It’s amazing how a lack of self-love and authentic confidence can be revealed in between the written lines.
Mindful relationships are created out of two whole people.
This past week alone I’ve gotten enough poorly executed messages to make me want to curl up in a ball of being-alone-forever.
You are excited about the profiles that seem to fit what you are looking for. There are still single people out there who seem pretty “normal,” and are interested in the same things as me! This is the part that your friends and family, who all urged you to try online dating, didn’t tell you about—what to do when no one responds to your messages.
So you’ve taken the plunge—the online dating plunge. You’ve discussed the activities and interests that are meaningful to you and that you hope to find in potential mates. I know, I cringe just thinking of saying it because it doesn’t feel good to hear at a time like this. Finding love in the midst of desperation, self-doubt and urgency will not serve your quest for love.
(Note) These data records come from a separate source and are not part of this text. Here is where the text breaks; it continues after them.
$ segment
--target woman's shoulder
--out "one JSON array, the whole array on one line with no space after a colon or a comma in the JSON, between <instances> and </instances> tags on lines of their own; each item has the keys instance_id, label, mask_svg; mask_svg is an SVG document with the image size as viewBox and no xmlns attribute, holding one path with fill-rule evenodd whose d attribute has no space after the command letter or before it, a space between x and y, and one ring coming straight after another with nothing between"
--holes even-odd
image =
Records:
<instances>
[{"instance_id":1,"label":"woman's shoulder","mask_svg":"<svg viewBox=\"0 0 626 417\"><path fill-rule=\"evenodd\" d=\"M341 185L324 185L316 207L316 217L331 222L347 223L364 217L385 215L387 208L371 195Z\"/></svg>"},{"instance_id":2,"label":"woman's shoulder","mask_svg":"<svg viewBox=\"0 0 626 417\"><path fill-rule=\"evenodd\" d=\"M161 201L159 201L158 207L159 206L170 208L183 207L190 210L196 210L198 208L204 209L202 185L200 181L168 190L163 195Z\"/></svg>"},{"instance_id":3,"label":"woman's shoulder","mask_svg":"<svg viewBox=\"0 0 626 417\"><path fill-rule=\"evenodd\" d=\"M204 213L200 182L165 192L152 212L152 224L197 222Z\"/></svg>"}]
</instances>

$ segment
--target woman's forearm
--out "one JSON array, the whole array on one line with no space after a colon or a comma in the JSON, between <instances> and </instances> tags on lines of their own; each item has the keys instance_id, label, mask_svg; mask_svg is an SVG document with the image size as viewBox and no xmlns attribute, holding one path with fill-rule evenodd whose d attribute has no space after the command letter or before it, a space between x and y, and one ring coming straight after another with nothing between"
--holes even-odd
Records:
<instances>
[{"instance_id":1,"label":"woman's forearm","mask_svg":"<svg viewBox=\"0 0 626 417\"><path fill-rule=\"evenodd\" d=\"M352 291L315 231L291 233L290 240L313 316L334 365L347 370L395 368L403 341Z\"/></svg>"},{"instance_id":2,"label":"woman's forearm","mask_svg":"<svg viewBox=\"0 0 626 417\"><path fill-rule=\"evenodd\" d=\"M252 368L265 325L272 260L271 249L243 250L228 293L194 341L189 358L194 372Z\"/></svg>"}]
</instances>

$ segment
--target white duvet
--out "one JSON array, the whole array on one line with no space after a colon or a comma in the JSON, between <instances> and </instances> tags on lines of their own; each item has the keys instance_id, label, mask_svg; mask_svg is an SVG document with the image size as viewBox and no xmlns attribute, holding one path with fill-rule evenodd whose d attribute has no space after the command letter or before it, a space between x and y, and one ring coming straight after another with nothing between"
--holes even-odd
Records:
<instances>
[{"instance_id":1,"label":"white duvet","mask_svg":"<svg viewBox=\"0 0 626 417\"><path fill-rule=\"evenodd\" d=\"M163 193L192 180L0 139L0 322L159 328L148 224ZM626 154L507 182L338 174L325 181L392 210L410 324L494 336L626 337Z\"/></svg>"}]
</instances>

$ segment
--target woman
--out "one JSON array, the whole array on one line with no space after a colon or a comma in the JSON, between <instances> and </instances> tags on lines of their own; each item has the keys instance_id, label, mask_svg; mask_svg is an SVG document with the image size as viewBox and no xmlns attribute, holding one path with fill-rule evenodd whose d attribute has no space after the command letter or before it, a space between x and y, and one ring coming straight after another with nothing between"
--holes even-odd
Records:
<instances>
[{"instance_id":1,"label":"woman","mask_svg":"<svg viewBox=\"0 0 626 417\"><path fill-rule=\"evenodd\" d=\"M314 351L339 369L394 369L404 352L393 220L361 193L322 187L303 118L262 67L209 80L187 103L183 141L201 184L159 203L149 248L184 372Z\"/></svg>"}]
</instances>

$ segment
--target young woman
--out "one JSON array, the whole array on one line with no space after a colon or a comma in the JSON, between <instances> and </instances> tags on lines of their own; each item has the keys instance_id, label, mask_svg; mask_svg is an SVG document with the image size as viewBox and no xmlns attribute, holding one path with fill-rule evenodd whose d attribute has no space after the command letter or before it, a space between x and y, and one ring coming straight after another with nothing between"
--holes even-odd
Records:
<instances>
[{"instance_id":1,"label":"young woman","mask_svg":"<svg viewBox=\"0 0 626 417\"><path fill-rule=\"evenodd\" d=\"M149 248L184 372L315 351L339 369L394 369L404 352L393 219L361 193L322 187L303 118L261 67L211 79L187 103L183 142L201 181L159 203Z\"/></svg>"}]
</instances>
You’ve selected your best looking photos—a couple of yourself, some of you engaged in your favorite interests and maybe even a couple of your adorable pet or niece/nephew just for good measure. Take some long, deep breaths and practice patience—with yourself and with others.
It feels hurt, rejected and hopeless about ever finding love.
Yes, you’ve told the universe that you are open for love.
Here’s the deal with the messaging thing, a lot of people have their own theories on how it works, what works best, etc. Others try pick-up-artist “negging.” Some send ridiculously long messages about their background and their overall philosophy and what they’re currently doing with their lives.